Culinary versatility
One of the greatest benefits of fried eggs is their versatility in the kitchen. They can be enjoyed in a variety of ways, allowing for endless culinary creativity. Here are some popular preparations:

  1. Sunny Side Up: In this classic style, the egg is fried with the yolk side up, resulting in a beautifully intact yolk. Sunny-side up eggs are perfect for those who enjoy a runny yolk that can be paired with toast or used as a dip.
  2. Over Easy: Over Easy eggs are turned once during cooking, resulting in a lightly cooked yolk that is still runny. This style is ideal for those who prefer a slightly firmer yolk while maintaining a creamy center.
  3. Over Medium: The egg is flipped and cooked a little longer, resulting in a slightly runny yolk. Over Medium eggs offer a balance between a runny yolk and a fully cooked center.
  4. Over Well: For those who prefer a fully cooked yolk, Over Well eggs are the way to go. The yolk is thoroughly cooked, resulting in a firm and solid center.

Cons and Considerations
While fried eggs offer many benefits, it is important to consider potential drawbacks and make informed choices based on individual dietary needs. Here are some factors to consider:

  1. Caloric content: Fried eggs are relatively high in calories due to the added oil or fat used in the cooking process. Individuals on calorie-restricted diets should be mindful of portion sizes and the overall composition of their meals.
  2. Sodium content: Depending on personal preferences and recipe variations, fried eggs may be seasoned with salt or cooked with added sodium. Those who need to limit their sodium intake should be careful about the amount of salt used during preparation.

Conclusion
Fried eggs are a delicious and nutritious addition to any breakfast or brunch. With their satisfying flavor, high protein content, and culinary versatility, they offer a number of benefits for those seeking a tasty and healthy meal. While portion sizes and preparation methods should be considered, incorporating fried eggs into a balanced diet can contribute to a healthy and enjoyable eating experience.
Whether you prefer your fried eggs sunny side up, over easy, or any other style, enjoying this culinary treat is sure to satisfy your taste buds and nourish your body.

Questions and Answers

What is the nutritional value of a fried egg?

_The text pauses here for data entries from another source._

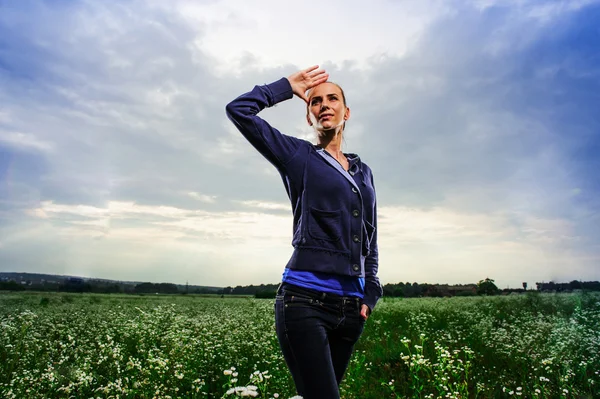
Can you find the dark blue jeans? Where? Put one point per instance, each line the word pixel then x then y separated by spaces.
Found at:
pixel 317 332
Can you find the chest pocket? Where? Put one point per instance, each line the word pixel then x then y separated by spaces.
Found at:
pixel 325 225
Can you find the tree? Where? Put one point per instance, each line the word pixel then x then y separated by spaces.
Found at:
pixel 487 287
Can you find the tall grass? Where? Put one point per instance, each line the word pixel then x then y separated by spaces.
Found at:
pixel 87 346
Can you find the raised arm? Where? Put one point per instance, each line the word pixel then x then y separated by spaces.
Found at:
pixel 278 148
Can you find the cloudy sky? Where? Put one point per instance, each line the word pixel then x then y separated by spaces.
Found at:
pixel 479 119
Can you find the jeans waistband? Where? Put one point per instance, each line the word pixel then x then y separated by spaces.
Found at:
pixel 314 294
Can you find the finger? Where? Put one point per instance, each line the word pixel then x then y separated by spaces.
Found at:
pixel 310 69
pixel 320 79
pixel 317 73
pixel 303 97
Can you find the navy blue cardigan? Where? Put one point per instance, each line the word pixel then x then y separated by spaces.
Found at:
pixel 335 213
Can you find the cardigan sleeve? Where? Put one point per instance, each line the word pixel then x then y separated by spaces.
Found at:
pixel 276 147
pixel 373 289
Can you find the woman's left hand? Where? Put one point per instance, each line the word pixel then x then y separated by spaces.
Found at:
pixel 365 311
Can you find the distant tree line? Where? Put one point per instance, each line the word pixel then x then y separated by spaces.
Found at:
pixel 566 287
pixel 403 290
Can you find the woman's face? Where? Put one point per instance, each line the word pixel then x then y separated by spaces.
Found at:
pixel 326 109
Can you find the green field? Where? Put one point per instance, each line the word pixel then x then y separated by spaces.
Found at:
pixel 103 346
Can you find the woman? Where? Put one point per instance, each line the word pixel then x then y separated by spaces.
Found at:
pixel 330 283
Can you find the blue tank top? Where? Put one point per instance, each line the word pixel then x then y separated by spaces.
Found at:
pixel 325 282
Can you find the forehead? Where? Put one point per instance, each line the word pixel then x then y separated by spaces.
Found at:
pixel 325 89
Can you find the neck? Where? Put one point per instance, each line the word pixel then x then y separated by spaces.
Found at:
pixel 331 141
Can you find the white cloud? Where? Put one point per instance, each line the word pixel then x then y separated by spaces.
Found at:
pixel 135 165
pixel 25 141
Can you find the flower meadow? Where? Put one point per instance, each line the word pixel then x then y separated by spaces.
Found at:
pixel 55 345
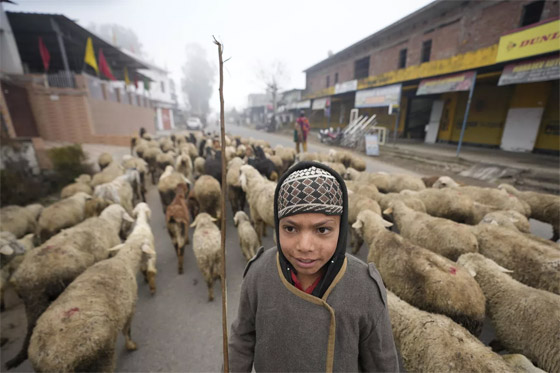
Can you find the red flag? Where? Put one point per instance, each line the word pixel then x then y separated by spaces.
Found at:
pixel 104 66
pixel 45 55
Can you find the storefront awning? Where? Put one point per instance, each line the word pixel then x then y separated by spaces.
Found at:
pixel 378 97
pixel 449 83
pixel 348 86
pixel 303 104
pixel 542 38
pixel 537 70
pixel 320 103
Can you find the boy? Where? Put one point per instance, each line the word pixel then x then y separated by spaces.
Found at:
pixel 306 305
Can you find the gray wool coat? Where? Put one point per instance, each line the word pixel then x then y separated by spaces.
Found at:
pixel 281 328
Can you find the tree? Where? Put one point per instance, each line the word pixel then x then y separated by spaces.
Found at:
pixel 119 36
pixel 199 76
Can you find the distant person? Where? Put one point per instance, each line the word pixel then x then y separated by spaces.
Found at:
pixel 297 135
pixel 303 124
pixel 306 305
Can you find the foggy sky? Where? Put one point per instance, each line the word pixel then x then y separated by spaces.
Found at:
pixel 299 33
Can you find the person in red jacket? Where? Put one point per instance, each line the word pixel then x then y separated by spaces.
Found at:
pixel 303 124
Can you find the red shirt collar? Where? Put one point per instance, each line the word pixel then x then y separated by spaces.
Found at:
pixel 297 284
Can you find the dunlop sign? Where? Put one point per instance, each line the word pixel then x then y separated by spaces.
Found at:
pixel 540 39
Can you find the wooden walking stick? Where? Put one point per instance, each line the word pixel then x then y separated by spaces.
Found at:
pixel 223 220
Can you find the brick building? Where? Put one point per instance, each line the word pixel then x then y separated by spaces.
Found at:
pixel 64 101
pixel 426 63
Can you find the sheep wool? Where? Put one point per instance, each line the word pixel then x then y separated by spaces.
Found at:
pixel 526 320
pixel 439 235
pixel 207 249
pixel 248 239
pixel 47 270
pixel 421 277
pixel 532 263
pixel 434 343
pixel 79 330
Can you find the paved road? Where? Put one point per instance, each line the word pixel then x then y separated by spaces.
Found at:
pixel 178 330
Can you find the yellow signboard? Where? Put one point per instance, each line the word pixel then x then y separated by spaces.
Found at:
pixel 540 39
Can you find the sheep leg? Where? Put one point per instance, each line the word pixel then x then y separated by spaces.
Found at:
pixel 210 284
pixel 34 307
pixel 130 344
pixel 180 251
pixel 151 278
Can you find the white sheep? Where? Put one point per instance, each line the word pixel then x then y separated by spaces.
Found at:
pixel 108 174
pixel 532 263
pixel 236 195
pixel 119 190
pixel 12 252
pixel 430 342
pixel 207 193
pixel 544 207
pixel 47 270
pixel 442 236
pixel 61 214
pixel 167 185
pixel 104 160
pixel 260 195
pixel 526 320
pixel 248 239
pixel 20 220
pixel 421 277
pixel 104 295
pixel 207 249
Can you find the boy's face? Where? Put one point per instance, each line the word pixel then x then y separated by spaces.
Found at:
pixel 308 241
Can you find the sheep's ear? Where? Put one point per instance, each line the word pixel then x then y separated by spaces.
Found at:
pixel 6 250
pixel 471 271
pixel 386 224
pixel 146 248
pixel 502 269
pixel 116 248
pixel 127 217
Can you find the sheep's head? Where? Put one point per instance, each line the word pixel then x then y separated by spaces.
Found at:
pixel 508 188
pixel 239 217
pixel 474 262
pixel 142 208
pixel 445 182
pixel 367 218
pixel 351 174
pixel 202 219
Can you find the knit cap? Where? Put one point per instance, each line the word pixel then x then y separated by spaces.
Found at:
pixel 310 190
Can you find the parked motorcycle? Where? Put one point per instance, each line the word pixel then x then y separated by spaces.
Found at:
pixel 330 136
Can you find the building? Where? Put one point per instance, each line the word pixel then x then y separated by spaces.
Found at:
pixel 421 71
pixel 47 92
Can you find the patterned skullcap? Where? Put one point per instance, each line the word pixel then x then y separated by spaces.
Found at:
pixel 310 190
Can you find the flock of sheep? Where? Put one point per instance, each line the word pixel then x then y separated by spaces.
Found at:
pixel 455 256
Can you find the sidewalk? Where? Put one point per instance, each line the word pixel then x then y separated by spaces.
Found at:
pixel 525 170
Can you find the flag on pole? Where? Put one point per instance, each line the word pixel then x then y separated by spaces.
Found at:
pixel 104 66
pixel 45 55
pixel 90 56
pixel 126 79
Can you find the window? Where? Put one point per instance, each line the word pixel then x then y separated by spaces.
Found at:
pixel 402 59
pixel 426 51
pixel 361 68
pixel 531 13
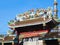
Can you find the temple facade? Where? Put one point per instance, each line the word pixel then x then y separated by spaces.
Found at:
pixel 36 26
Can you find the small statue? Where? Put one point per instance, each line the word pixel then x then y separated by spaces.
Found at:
pixel 49 12
pixel 32 14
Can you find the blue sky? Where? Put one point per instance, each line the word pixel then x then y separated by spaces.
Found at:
pixel 10 8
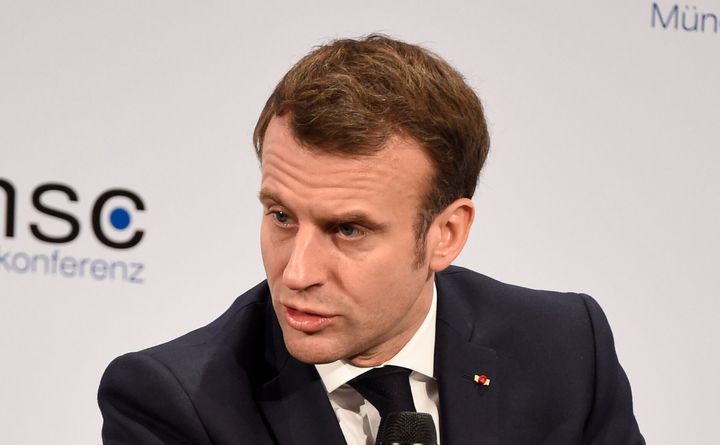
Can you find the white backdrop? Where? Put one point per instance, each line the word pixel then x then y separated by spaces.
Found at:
pixel 601 178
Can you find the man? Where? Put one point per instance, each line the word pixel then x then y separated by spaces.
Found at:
pixel 370 152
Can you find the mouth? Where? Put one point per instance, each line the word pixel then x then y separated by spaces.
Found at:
pixel 304 321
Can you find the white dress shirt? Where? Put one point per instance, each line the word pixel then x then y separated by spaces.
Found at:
pixel 358 419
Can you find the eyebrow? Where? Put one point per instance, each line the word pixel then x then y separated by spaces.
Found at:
pixel 266 195
pixel 355 217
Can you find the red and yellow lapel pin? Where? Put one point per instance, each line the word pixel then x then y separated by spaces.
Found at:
pixel 481 379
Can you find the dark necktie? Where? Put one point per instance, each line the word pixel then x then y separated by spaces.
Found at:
pixel 388 389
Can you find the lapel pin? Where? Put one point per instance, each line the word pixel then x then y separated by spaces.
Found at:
pixel 481 379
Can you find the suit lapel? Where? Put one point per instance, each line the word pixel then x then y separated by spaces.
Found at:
pixel 295 403
pixel 468 410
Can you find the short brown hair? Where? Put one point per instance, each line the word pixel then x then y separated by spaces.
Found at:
pixel 350 96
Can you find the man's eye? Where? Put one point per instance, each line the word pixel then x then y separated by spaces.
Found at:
pixel 349 231
pixel 280 217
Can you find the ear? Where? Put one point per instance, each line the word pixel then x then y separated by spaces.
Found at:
pixel 451 228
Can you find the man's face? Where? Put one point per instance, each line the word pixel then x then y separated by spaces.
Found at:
pixel 338 244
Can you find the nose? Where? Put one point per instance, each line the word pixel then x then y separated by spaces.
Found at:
pixel 305 267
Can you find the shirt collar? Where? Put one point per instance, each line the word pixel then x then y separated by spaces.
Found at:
pixel 418 355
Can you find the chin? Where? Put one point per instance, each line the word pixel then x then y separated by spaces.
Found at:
pixel 312 352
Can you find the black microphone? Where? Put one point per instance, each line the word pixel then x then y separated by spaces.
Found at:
pixel 407 428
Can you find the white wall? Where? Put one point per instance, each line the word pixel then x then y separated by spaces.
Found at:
pixel 601 177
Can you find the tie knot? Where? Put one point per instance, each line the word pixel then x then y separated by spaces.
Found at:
pixel 387 388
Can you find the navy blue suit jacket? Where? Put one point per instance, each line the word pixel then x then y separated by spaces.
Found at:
pixel 555 377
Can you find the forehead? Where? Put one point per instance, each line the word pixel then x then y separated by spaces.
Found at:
pixel 397 172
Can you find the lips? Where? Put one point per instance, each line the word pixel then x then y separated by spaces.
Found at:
pixel 307 322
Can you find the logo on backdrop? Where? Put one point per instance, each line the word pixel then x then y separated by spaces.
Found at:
pixel 686 19
pixel 111 222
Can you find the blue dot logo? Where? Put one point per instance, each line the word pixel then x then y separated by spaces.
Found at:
pixel 120 218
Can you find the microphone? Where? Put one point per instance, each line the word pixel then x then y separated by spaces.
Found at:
pixel 407 428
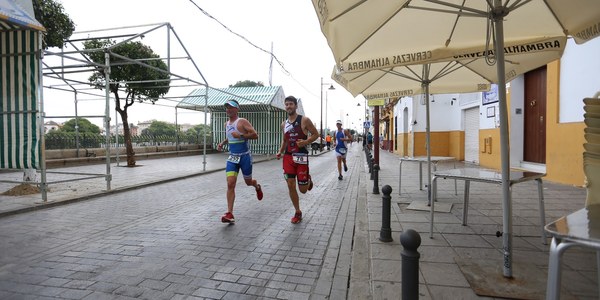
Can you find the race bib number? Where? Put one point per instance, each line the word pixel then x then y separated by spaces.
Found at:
pixel 234 159
pixel 300 158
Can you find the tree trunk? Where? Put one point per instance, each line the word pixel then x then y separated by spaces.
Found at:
pixel 127 137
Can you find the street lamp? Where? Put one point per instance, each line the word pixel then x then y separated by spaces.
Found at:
pixel 321 136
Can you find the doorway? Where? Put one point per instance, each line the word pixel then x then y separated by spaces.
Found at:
pixel 534 135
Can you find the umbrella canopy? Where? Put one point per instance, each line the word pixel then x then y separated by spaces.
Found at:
pixel 421 31
pixel 378 34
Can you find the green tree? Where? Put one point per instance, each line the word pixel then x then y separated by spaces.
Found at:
pixel 247 83
pixel 59 27
pixel 202 129
pixel 161 128
pixel 145 80
pixel 84 126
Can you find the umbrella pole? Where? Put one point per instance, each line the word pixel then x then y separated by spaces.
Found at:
pixel 427 130
pixel 498 14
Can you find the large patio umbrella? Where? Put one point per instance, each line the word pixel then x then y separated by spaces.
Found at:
pixel 378 34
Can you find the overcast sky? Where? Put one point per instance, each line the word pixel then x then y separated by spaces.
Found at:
pixel 222 57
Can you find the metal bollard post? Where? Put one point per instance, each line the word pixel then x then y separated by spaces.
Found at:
pixel 410 240
pixel 385 234
pixel 375 179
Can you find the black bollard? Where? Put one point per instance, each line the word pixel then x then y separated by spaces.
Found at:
pixel 410 240
pixel 375 179
pixel 385 234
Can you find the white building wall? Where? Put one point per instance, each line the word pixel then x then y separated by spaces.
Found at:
pixel 579 78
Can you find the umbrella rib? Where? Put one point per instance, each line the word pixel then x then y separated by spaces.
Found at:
pixel 349 9
pixel 472 12
pixel 455 23
pixel 403 75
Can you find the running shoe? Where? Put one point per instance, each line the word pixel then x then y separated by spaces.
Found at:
pixel 297 218
pixel 259 193
pixel 227 218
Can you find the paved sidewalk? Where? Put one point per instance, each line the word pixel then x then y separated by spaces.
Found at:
pixel 441 276
pixel 69 184
pixel 374 267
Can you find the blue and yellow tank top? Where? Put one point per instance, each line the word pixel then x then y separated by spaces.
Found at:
pixel 236 145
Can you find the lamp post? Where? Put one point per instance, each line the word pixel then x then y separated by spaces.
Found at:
pixel 321 131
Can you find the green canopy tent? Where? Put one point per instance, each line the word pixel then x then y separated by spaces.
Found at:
pixel 263 106
pixel 20 85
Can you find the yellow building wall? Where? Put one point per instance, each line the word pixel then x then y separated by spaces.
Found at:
pixel 564 141
pixel 443 143
pixel 402 139
pixel 456 146
pixel 489 148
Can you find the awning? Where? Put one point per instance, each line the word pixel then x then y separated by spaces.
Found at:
pixel 20 46
pixel 13 15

A fried egg provides about 90 calories, 6.8 grams of fat, 6.3 grams of protein, and 0.4 grams of carbohydrate. It is also a good source of vitamins A and D and minerals such as calcium and iron.

Are fried eggs a healthy choice?



Yes, fried eggs can be a healthy option when consumed as part of a balanced diet. They are rich in protein, healthy fats, and essential vitamins and minerals. However, it is important to watch portion sizes and the overall composition of your meals, especially if you are watching your calorie or sodium intake.

What is the difference between a fried egg and a scrambled egg?

The main difference between a fried egg and a scrambled egg is how they are cooked. A fried egg is cooked in oil or fat, resulting in a distinct texture and flavor, while a scrambled egg is beaten before cooking and then cooked until the egg curds. Scrambled eggs have a softer and more even texture compared to the distinct shape of a fried egg.

Can fried eggs be enjoyed by people with dietary restrictions?

Yes, fried eggs can be enjoyed by people with dietary restrictions. However, it is important to consider specific dietary needs. For example, those on a low-calorie diet should be aware of the calorie content of fried eggs and adjust portion sizes accordingly. In addition, those with sodium restrictions should be aware of the amount of salt used in preparation.

What are the different ways to prepare a fried egg?

Fried eggs can be prepared in a variety of ways to suit individual preferences. Some popular preparations include sunny side up (yolk side up, runny yolk), over easy (lightly cooked yolk, still runny), over medium (slightly runny yolk), and over well (fully cooked yolk). These preparations allow for customization based on desired yolk consistency and personal taste preferences.